California’s unused gas‑price law faces criticism as pump prices hit $5.30 per gallon
Governor Gavin Newsom’s 2023 law that lets California cap refinery profits and penalize price‑gouging has never been invoked, even as gasoline prices surged to $5.30 a gallon across the state in early 2026. The delay was cemented when the California Energy Commission voted in August 2025 to postpone the rules for five years, a move now under fresh scrutiny amid a global oil shock tied to the war with Iran. Consumer‑advocacy groups and environmental watchdogs say the state is “lying in wait for a hammer” that could protect drivers, while the oil industry argues the caps would push refiners out of California altogether.
The dispute highlights a growing tension in California’s energy transition: regulators must balance immediate consumer protection against longer‑term goals of reducing reliance on a dwindling in‑state refining sector, a challenge that could shape gasoline prices well beyond the current spike.
California’s 2023 legislation gave regulators authority to cap refinery profit margins and impose penalties for price gouging, a power Newsom hailed as a victory over “Big Oil.” Yet the law has remained dormant. In August 2025, the California Energy Commission voted to delay the profit‑cap rules for five years, a decision defended by vice‑chair Siva Gunda as necessary to preserve “investor confidence” and keep refining capacity in‑state.
“These are the moments we need them, because when the price of a commodity goes through the roof—be it crude oil or refined gasoline—those are the times companies make outrageous profits,” said Jamie Court, president of Consumer Watchdog, on the sidelines of a recent hearing.
Oil‑industry lobbyists counter that penalizing margins would drive refiners out, warning that California’s already shrinking refinery base—down about 17 % in recent years—leaves the state vulnerable to global price shocks. “The real problem is California is an energy island—we’re losing 17 % of our refining capacity,” said Zachary Leary of the Western States Petroleum Association.
The timing of the debate coincides with a sharp jump in global crude prices after the war with Iran pushed the benchmark up more than $25 a barrel. UC Berkeley energy economist Severin Borenstein warned that capping margins could backfire, “The last thing we need is to start trying to regulate refinery margins…people really hate gas lines.”
Compounding the supply crunch, major refineries are exiting the state. Phillips 66 shut its Los Angeles plant last year, citing an unsustainable California market, and Valero plans to close its Benicia refinery—responsible for roughly 10 % of the state’s gasoline—in April. Both closures threaten to tighten supplies further and could amplify price spikes when global crude prices rise.
Energy commissioners have also highlighted an unexplained gasoline premium of about 41 cents per gallon between 2015 and 2024, costing drivers an estimated $59 billion, according to a new oversight division. “Californians are at the mercy of a few powerful refiners,” said Kassie Siegel of the Center for Biological Diversity.

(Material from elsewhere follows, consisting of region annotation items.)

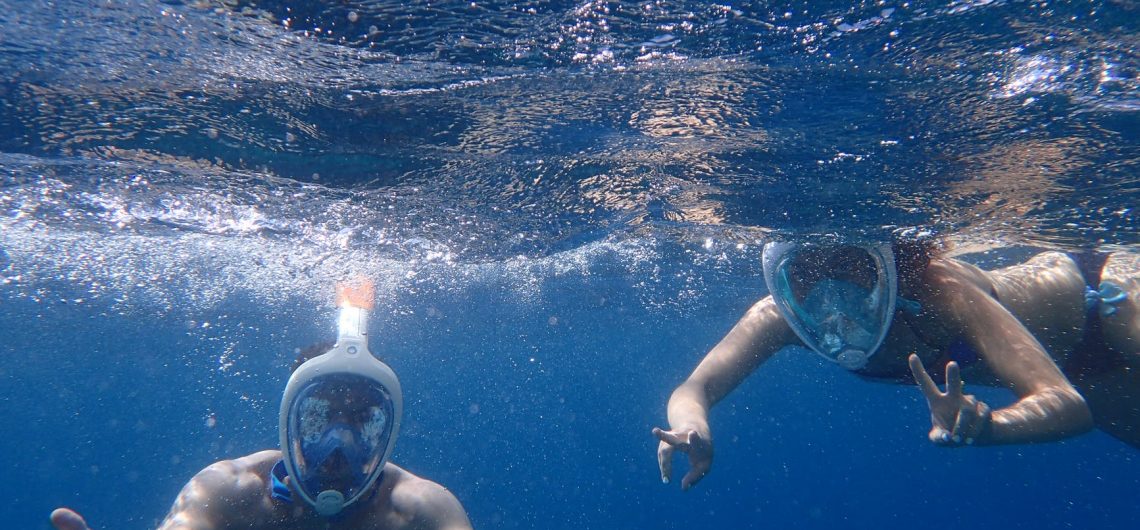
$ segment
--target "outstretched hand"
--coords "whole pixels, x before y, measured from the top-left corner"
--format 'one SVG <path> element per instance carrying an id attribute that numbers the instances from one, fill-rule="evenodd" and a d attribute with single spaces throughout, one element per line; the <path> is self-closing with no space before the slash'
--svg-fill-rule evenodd
<path id="1" fill-rule="evenodd" d="M 657 446 L 657 465 L 661 468 L 661 482 L 669 483 L 673 476 L 673 451 L 689 454 L 689 473 L 681 479 L 681 489 L 687 490 L 708 474 L 712 467 L 712 440 L 693 429 L 665 431 L 653 427 L 653 435 L 660 440 Z"/>
<path id="2" fill-rule="evenodd" d="M 51 512 L 51 525 L 56 530 L 91 530 L 83 517 L 70 508 L 56 508 Z"/>
<path id="3" fill-rule="evenodd" d="M 930 406 L 930 441 L 946 447 L 977 442 L 988 427 L 992 415 L 988 405 L 962 393 L 964 384 L 958 362 L 946 365 L 945 392 L 938 390 L 919 356 L 912 353 L 907 362 L 914 382 L 919 384 Z"/>

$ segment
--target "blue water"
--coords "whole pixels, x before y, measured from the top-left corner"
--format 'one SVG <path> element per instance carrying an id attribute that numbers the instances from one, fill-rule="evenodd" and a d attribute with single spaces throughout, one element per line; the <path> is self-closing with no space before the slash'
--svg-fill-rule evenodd
<path id="1" fill-rule="evenodd" d="M 0 0 L 0 525 L 154 528 L 275 447 L 365 274 L 393 460 L 477 528 L 1131 528 L 1137 449 L 936 448 L 917 389 L 803 350 L 714 409 L 692 491 L 650 430 L 769 237 L 1134 248 L 1138 14 Z"/>

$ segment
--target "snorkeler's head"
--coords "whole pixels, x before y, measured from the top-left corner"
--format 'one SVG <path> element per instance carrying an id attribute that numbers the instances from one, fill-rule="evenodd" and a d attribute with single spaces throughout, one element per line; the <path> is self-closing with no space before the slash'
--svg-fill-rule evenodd
<path id="1" fill-rule="evenodd" d="M 342 307 L 335 345 L 302 350 L 282 399 L 285 468 L 300 497 L 326 516 L 369 491 L 399 433 L 400 382 L 368 351 L 367 317 L 367 309 Z"/>
<path id="2" fill-rule="evenodd" d="M 890 245 L 768 243 L 763 260 L 772 299 L 804 344 L 845 368 L 865 366 L 895 312 Z"/>

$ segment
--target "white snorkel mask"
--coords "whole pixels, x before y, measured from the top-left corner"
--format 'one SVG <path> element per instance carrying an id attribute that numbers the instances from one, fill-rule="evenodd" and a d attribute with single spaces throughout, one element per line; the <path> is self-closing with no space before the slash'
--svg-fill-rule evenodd
<path id="1" fill-rule="evenodd" d="M 889 245 L 764 245 L 764 282 L 804 344 L 849 370 L 882 344 L 898 294 Z"/>
<path id="2" fill-rule="evenodd" d="M 285 468 L 295 491 L 324 516 L 368 496 L 404 413 L 399 380 L 368 351 L 372 285 L 347 292 L 339 293 L 336 344 L 293 372 L 280 407 Z M 366 301 L 356 300 L 361 292 Z"/>

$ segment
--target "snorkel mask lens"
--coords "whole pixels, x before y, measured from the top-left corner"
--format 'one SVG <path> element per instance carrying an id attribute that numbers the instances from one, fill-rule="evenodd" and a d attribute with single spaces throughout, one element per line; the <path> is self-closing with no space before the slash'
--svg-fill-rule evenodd
<path id="1" fill-rule="evenodd" d="M 393 414 L 382 386 L 352 374 L 315 378 L 296 394 L 287 425 L 291 476 L 318 499 L 318 511 L 321 496 L 348 504 L 383 471 Z"/>
<path id="2" fill-rule="evenodd" d="M 769 243 L 764 278 L 804 344 L 847 369 L 865 366 L 890 328 L 897 280 L 888 246 Z"/>

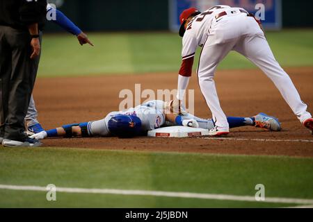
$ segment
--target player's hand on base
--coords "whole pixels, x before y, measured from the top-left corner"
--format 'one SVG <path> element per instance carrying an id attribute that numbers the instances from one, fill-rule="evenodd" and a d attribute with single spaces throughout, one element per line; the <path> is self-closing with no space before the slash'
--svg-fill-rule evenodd
<path id="1" fill-rule="evenodd" d="M 90 46 L 93 46 L 93 44 L 89 40 L 87 35 L 86 35 L 84 33 L 80 33 L 79 35 L 77 35 L 77 40 L 79 42 L 79 44 L 82 46 L 85 44 L 89 44 Z"/>
<path id="2" fill-rule="evenodd" d="M 31 46 L 33 49 L 31 59 L 33 60 L 40 54 L 40 42 L 39 38 L 33 38 L 31 42 Z"/>
<path id="3" fill-rule="evenodd" d="M 199 128 L 199 123 L 194 119 L 185 119 L 182 121 L 184 126 Z"/>
<path id="4" fill-rule="evenodd" d="M 42 131 L 40 133 L 33 135 L 30 137 L 31 139 L 43 139 L 45 138 L 47 138 L 47 132 Z"/>

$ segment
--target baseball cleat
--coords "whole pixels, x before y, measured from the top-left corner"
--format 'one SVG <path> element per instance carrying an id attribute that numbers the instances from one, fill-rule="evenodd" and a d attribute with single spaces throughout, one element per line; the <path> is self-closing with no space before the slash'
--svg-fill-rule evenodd
<path id="1" fill-rule="evenodd" d="M 280 131 L 280 123 L 278 119 L 260 112 L 255 117 L 256 128 L 261 128 L 271 131 Z"/>
<path id="2" fill-rule="evenodd" d="M 45 131 L 40 123 L 36 123 L 33 126 L 29 126 L 27 127 L 27 135 L 31 136 L 34 134 L 39 133 L 40 132 Z"/>
<path id="3" fill-rule="evenodd" d="M 311 134 L 313 135 L 313 118 L 305 119 L 303 121 L 303 126 L 307 128 L 311 131 Z"/>
<path id="4" fill-rule="evenodd" d="M 230 130 L 218 129 L 216 126 L 209 131 L 209 135 L 211 137 L 220 137 L 230 133 Z"/>
<path id="5" fill-rule="evenodd" d="M 42 144 L 39 140 L 27 137 L 24 141 L 4 139 L 2 145 L 6 147 L 36 147 L 40 146 Z"/>

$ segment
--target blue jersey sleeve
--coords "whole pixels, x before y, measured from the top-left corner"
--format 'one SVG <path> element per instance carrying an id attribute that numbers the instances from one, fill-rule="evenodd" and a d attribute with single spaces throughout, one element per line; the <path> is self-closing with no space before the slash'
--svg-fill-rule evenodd
<path id="1" fill-rule="evenodd" d="M 59 26 L 62 27 L 67 32 L 78 35 L 82 33 L 81 30 L 77 27 L 71 20 L 70 20 L 62 12 L 58 10 L 51 8 L 49 10 L 55 10 L 56 14 L 56 19 L 53 20 L 53 22 L 58 24 Z"/>

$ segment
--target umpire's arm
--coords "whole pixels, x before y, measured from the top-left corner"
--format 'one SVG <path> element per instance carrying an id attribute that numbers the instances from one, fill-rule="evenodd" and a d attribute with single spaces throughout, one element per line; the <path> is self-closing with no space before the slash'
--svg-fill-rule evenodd
<path id="1" fill-rule="evenodd" d="M 21 22 L 29 28 L 31 36 L 31 46 L 33 59 L 40 53 L 38 23 L 44 23 L 46 17 L 47 0 L 23 0 L 19 8 Z"/>

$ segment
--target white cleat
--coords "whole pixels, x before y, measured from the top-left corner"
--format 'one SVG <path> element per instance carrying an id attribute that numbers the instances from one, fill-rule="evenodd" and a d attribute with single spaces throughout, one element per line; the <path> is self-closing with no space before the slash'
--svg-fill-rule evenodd
<path id="1" fill-rule="evenodd" d="M 303 121 L 303 126 L 307 128 L 311 131 L 311 134 L 313 135 L 313 118 L 305 119 Z"/>
<path id="2" fill-rule="evenodd" d="M 259 113 L 255 117 L 255 127 L 262 128 L 271 131 L 280 131 L 280 123 L 277 118 L 270 117 L 265 113 Z"/>
<path id="3" fill-rule="evenodd" d="M 225 136 L 230 133 L 230 130 L 227 129 L 220 129 L 218 127 L 214 127 L 209 131 L 209 135 L 211 137 L 220 137 Z"/>

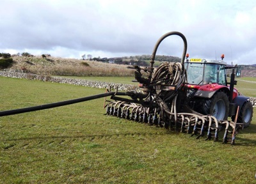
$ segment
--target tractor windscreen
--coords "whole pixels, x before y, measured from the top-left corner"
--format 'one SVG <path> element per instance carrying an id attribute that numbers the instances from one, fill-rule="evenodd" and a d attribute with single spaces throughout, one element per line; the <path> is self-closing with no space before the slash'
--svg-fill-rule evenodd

State officials argue the profit‑cap tools are not needed, pointing to the global nature of the current spike. “All of the change we’ve seen in the last couple of weeks is in line with the change in crude oil prices, and therefore is not California specific,” Borenstein said. Yet analysts note that with only a handful of refineries left, any disruption—whether from the war, a refinery shutdown, or a logistical bottleneck—will hit California harder than elsewhere.
Ryan Cummings of the Stanford Institute for Economic Policymaking warned that a prolonged closure of the Strait of Hormuz could push crude above $130 per barrel, potentially driving California pump prices toward $7 a gallon in a worst‑case scenario.
Proposals to mitigate the crisis include converting the Benicia site into an import terminal and advancing a Western Gateway pipeline that would bring Midwest gasoline into the state. Lawmakers have also floated expanding access to E85 ethanol blends, but timelines remain unclear.
With the profit‑cap rules still on hold until at least 2029, California’s ability to tinker with gasoline prices may hinge on whether policymakers finally activate the tools that Newsom once promised would protect “hard‑working families” from volatile fuel markets.